Make sure you’re tracking carbs properly and not accidentally consuming too much of them by eating food where you don’t expect them to be.
For example, a lot of deli meats have sugar and/or dextrose in them, tofu can have a varying number of carbs depending on the brand, different cheese types can have a different carb content, and so on. Always check labels when buying new products.
6. Make Sure Your Electrolytes Are on Point
Insufficient electrolyte supplementation can stall you, as your body will hang on to water weight.
In addition to that, electrolytes are essential for the normal functioning of your body, and given that the keto diet is diuretic, you need to make sure that you’re staying on top of them (7).

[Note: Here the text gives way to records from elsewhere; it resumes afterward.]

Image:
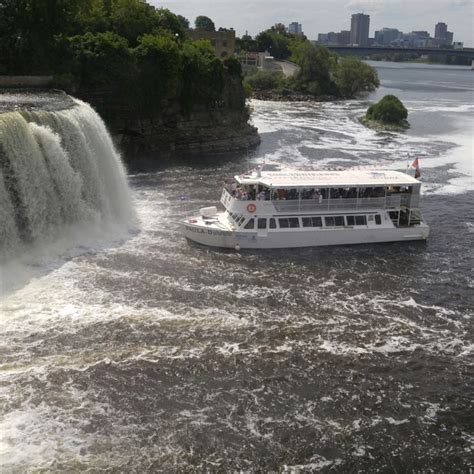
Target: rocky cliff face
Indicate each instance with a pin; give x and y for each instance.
(171, 131)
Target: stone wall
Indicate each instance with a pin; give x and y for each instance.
(170, 132)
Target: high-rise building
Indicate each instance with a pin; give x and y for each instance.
(295, 28)
(344, 37)
(360, 29)
(442, 35)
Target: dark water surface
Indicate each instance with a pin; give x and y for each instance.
(160, 355)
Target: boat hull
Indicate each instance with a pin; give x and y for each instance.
(302, 238)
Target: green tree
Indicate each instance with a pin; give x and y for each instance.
(183, 21)
(265, 80)
(276, 43)
(159, 63)
(353, 76)
(246, 43)
(315, 62)
(389, 110)
(97, 60)
(28, 29)
(204, 23)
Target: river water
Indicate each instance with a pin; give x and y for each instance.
(149, 353)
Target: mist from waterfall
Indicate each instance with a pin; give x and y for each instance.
(61, 180)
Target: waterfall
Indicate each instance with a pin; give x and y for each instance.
(59, 171)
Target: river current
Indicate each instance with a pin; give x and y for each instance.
(148, 353)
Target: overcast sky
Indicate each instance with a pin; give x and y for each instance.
(322, 16)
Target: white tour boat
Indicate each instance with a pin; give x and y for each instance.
(278, 208)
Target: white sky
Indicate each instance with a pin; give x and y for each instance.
(322, 16)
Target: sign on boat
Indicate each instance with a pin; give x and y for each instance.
(284, 208)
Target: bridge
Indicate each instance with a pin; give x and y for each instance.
(460, 53)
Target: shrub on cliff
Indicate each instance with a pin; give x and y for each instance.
(264, 80)
(95, 60)
(202, 79)
(388, 111)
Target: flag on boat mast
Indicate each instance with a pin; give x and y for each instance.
(416, 166)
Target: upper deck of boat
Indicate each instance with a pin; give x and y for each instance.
(351, 177)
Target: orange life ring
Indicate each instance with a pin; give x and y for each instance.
(251, 208)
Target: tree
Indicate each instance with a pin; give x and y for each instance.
(97, 60)
(275, 43)
(202, 75)
(389, 110)
(159, 63)
(183, 21)
(353, 76)
(314, 62)
(280, 28)
(265, 80)
(204, 23)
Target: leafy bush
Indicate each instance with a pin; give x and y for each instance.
(353, 76)
(202, 75)
(96, 60)
(389, 110)
(204, 23)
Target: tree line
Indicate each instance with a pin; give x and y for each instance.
(321, 72)
(140, 53)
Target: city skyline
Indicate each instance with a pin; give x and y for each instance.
(330, 15)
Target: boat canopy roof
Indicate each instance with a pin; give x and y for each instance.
(351, 177)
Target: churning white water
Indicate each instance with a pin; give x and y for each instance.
(61, 180)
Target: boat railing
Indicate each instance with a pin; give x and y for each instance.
(310, 205)
(337, 204)
(226, 198)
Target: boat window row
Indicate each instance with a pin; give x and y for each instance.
(258, 192)
(313, 221)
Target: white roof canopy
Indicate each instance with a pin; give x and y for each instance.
(327, 178)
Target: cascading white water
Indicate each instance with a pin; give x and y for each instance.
(58, 170)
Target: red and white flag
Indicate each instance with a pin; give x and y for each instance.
(416, 166)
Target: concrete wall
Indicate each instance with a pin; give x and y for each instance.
(223, 42)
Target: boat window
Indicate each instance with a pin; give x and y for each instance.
(329, 221)
(250, 224)
(312, 221)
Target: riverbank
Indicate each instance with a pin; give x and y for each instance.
(293, 97)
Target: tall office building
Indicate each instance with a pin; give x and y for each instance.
(295, 28)
(360, 29)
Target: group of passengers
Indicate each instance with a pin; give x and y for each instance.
(263, 193)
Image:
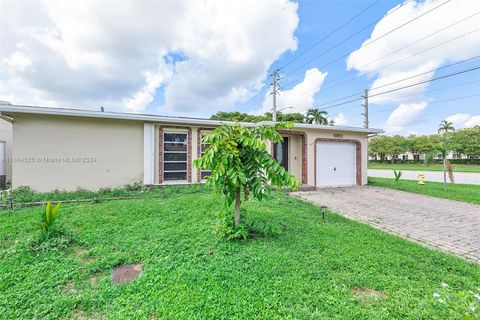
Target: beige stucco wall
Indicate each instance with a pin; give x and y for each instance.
(53, 152)
(312, 135)
(6, 136)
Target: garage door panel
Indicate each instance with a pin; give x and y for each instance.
(336, 164)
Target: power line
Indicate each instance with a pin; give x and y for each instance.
(427, 81)
(404, 87)
(404, 79)
(330, 34)
(373, 40)
(389, 54)
(430, 103)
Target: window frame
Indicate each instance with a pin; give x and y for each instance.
(164, 152)
(202, 152)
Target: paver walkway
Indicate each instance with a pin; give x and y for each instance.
(450, 226)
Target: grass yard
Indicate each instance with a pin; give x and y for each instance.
(461, 192)
(422, 167)
(335, 268)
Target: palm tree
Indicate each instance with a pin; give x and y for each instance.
(444, 149)
(316, 116)
(445, 127)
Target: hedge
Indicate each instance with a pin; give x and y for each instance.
(432, 161)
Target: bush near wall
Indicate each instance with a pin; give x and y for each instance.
(433, 161)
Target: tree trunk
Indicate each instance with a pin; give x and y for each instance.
(445, 172)
(237, 208)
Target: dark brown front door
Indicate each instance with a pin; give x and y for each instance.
(280, 152)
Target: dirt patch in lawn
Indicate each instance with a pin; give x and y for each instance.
(80, 314)
(71, 289)
(83, 255)
(368, 295)
(126, 273)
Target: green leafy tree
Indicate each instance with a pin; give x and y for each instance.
(445, 127)
(245, 117)
(444, 147)
(377, 147)
(426, 145)
(317, 116)
(395, 145)
(239, 161)
(412, 145)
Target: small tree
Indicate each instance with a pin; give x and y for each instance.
(444, 148)
(317, 116)
(239, 161)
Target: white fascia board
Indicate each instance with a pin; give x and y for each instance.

7. Try Intermittent Fasting
Intermittent fasting means eating within a certain “feeding window”, for example, if you decide to try out a 16:8 fasting protocol, this means not eating for 16 hours and eating your daily calories within the other 8.
You can try it simply by skipping breakfast, having your first meal of the day around lunchtime (for example around 12), having dinner around 7 PM, and then not eating after 8 PM, until 12 the next day.
If you have a problem with late night snacking, intermittent fasting can help a lot. Not all people can stick to such a schedule, but it’s worth trying and can be very beneficial.
Keep in mind that weight loss is never linear. Regardless of your approach, you will have days and even weeks where you don’t lose anything, followed by days and weeks where you lose more than average.
You might even see the scale move up on some days. Your body is an extremely complex system and the number you see on the scale is just one of the many ways to track the changes you’re going through – it won’t reflect all the subtle transformations that will inevitably happen.
We advise taking measurements and progress pictures as well these can be equally important for tracking your progress.
If you’re experiencing a stall, the above tips can definitely help you break it. Experiment with them and see how you feel to decide what kind of improvements will prove beneficial for your diet.